MISSION
Our mission is to support the preservation of the local and regional history of the Hudson River Valley, provide an educational center to maintain knowledge of the area’s historic brick-making heritage and its environmental legacy, and inspire and celebrate the vibrant immigrant communities that helped build the town, and still form the village of Haverstraw today.
Our mandate is to collect, preserve and interpret the objects, structures, or historic sites built with bricks from Haverstraw and the surrounding North Rockland and Tri-State areas. Through research and documentation, we provide an essential learning resource for students, historians, architects, artists, and educators wishing to understand the rich cultural traditions that formed the river towns along the Hudson River today.
Haverstraw and the American Revolution
The History of Brick-Making in North Rockland
The Hudson River’s shore contained huge deposits of yellow and blue clay which led to the establishment of the area now called the Town of Haverstraw. In 1771, a Dutch settler, Jacob Van Dyke, established the Stony Point brick industry. The Stony Point brick factory was the first brick manufacturing operations recorded that made bricks manually using ovens to temper the clay.
In 1815, an Englishman, James Wood settled in Haverstraw and started brick-making operations. Mr. Wood improved the brick-making process by using a vented wooden mold which allowed the clay to dry more evenly and made bricks easier to make consistently in small batches.
From 1815 on, brick-making became one of the Hudson River Valley’s most prolific industries, with brickyards appearing along the Hudson as far north as Albany. By the 1880’s, there were over 40 brickyards in the Haverstraw area with brick-making becoming a way of life in the Hudson River Valley. Manufacturers took advantage of easy access to New York City and Midwestern markets via the Hudson River and Erie Canal.
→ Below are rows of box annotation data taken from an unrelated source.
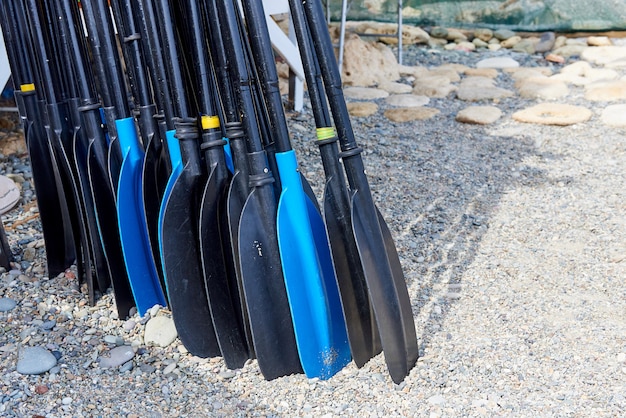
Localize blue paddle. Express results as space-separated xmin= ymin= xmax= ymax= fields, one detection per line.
xmin=243 ymin=0 xmax=351 ymax=379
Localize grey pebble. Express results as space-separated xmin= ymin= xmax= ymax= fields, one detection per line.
xmin=17 ymin=347 xmax=57 ymax=374
xmin=100 ymin=345 xmax=135 ymax=368
xmin=0 ymin=298 xmax=17 ymax=312
xmin=119 ymin=361 xmax=133 ymax=373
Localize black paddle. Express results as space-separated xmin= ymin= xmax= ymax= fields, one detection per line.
xmin=26 ymin=0 xmax=102 ymax=304
xmin=0 ymin=2 xmax=76 ymax=277
xmin=212 ymin=0 xmax=302 ymax=380
xmin=304 ymin=1 xmax=418 ymax=383
xmin=289 ymin=0 xmax=381 ymax=367
xmin=149 ymin=0 xmax=220 ymax=357
xmin=60 ymin=0 xmax=135 ymax=318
In a single year, over 300 million bricks were being shipped out of Haverstraw Bay to the New York metropolitan market, which at the time, was using more than one billion bricks annually.
IMMIGRATION & MIGRATION
Since the founding of Haverstraw and the surrounding area, from the colonial period to present day, immigration and multi-cultural ethnic integration has played an important role in the Town of Haverstraw. The brick industry provided jobs near to New York City and recruited hard working immigrants from all over the world. In the 1900’s, in an attempt to solve the labor shortage, the Haverstraw brickyards sent representatives down to the southern states to recruit workers from African-American communities to work in the Haverstraw brickyards.
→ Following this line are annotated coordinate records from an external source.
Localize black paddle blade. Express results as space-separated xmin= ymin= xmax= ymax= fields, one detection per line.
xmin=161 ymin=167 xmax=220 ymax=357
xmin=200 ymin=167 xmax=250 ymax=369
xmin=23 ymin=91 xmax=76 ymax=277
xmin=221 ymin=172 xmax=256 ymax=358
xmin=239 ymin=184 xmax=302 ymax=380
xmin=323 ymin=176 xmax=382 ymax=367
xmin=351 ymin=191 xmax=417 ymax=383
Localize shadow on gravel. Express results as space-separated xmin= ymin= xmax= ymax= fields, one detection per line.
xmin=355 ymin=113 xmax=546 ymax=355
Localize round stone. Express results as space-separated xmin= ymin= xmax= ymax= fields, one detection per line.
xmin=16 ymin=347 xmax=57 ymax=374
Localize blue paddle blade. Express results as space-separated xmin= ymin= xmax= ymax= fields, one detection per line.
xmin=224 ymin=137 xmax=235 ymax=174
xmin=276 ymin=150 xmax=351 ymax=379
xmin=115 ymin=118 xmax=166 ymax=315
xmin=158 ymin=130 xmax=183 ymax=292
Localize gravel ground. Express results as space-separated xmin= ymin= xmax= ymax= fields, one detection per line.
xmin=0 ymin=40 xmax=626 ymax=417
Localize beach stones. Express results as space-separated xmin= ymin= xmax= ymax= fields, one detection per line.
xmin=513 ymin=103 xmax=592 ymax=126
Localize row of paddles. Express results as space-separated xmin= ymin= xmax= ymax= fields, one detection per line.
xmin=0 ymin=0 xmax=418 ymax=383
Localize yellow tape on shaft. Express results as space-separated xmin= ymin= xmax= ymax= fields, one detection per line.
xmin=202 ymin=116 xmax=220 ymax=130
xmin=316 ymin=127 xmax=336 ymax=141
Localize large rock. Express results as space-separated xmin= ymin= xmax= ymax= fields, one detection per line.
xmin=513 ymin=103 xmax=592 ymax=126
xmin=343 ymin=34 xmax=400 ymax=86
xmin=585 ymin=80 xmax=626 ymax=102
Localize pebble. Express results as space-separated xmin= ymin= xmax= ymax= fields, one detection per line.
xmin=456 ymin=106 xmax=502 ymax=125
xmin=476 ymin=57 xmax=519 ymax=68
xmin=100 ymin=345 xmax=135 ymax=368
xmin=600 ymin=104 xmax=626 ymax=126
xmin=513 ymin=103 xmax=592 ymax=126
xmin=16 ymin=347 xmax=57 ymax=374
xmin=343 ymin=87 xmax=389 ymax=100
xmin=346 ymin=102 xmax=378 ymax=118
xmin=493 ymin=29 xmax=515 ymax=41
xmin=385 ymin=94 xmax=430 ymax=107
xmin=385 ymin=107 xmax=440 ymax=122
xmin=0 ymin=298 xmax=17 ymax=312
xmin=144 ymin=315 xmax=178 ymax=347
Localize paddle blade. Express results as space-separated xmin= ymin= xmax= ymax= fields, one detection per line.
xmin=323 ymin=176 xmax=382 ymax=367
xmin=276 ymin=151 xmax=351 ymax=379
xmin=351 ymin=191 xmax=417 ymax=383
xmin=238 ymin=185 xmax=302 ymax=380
Settle by the Dutch in 1616, the name Haverstraw is one of the oldest in the geography of North America. The word comes from the old Dutch language and means “oat straw.” It was originally pronounced “Haverstro” and became Haverstraw.
In 1837, the Village of Haverstraw was known as the Village of Warren, named after General Joseph Warren, who fought in the Battle of Bunker Hill. However, the name was never popular, and in 1874, the name was officially changed to Haverstraw.
Haverstraw Innovation
As the industry grew, innovation and inventions modernized the brick- making industry. Haverstraw’s brick manufacturers where at the epicenter of new technology starting with James Wood who discovered that adding fine, anthracite coal dust to the clay mixture greatly reduced the burning time in the kiln by half.
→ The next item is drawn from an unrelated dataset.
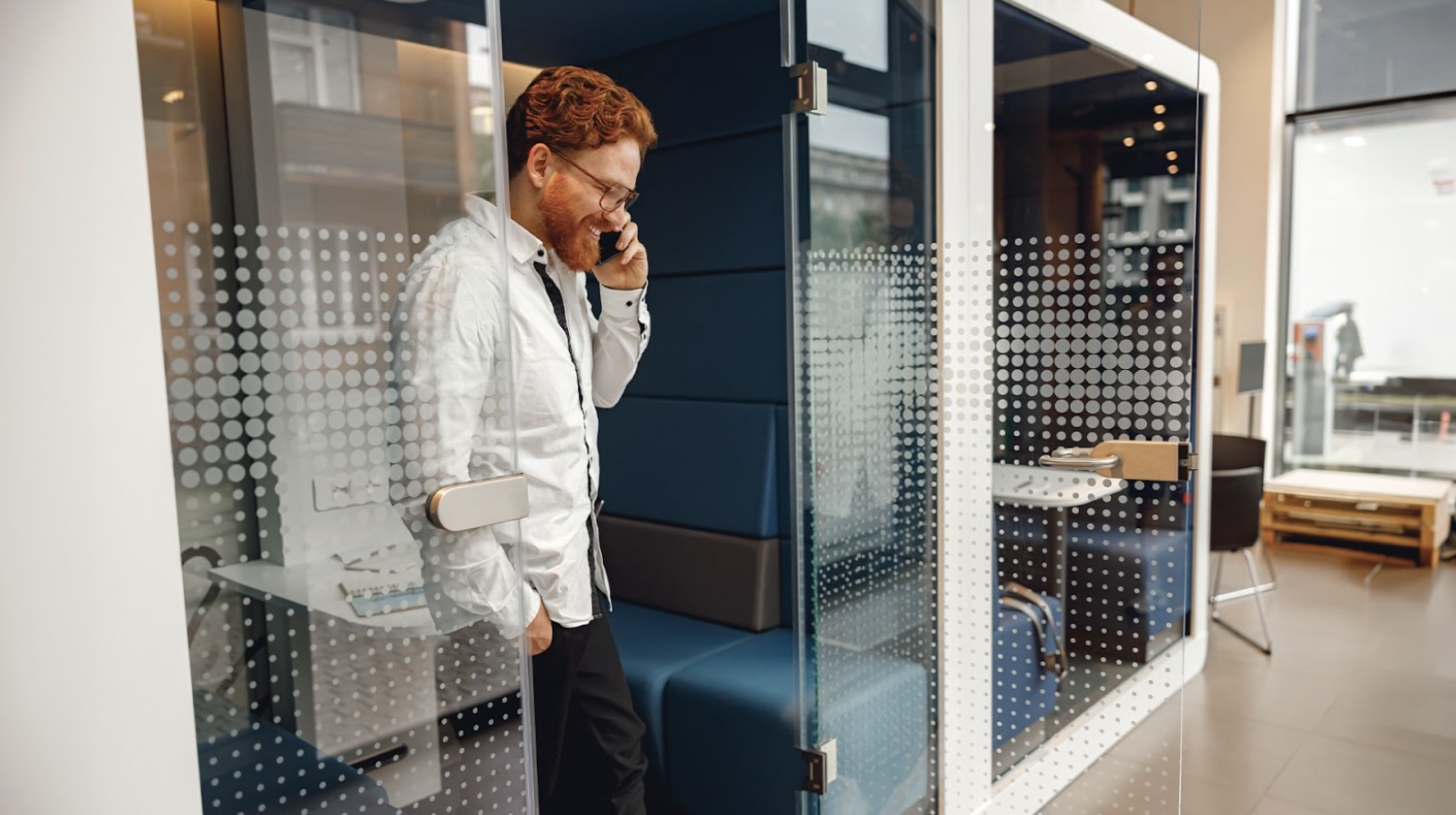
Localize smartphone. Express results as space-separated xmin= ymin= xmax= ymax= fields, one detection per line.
xmin=597 ymin=231 xmax=622 ymax=266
In 1852, Richard A. Ver Valen invented the automatic brick-making machine. This invention solidified Haverstraw’s place as the “Capital” of a global brick-making industry.
THE GREAT LANDSLIDE OF 1906
By the 1900’s, the excavation of clay used in the manufacturing of bricks, had pushed closer to the residential and business sections of Haverstraw Village. On January 8th, 1906, the earth finally “gave way” causing a landslide destroying many homes and a tragic loss of 19 lives.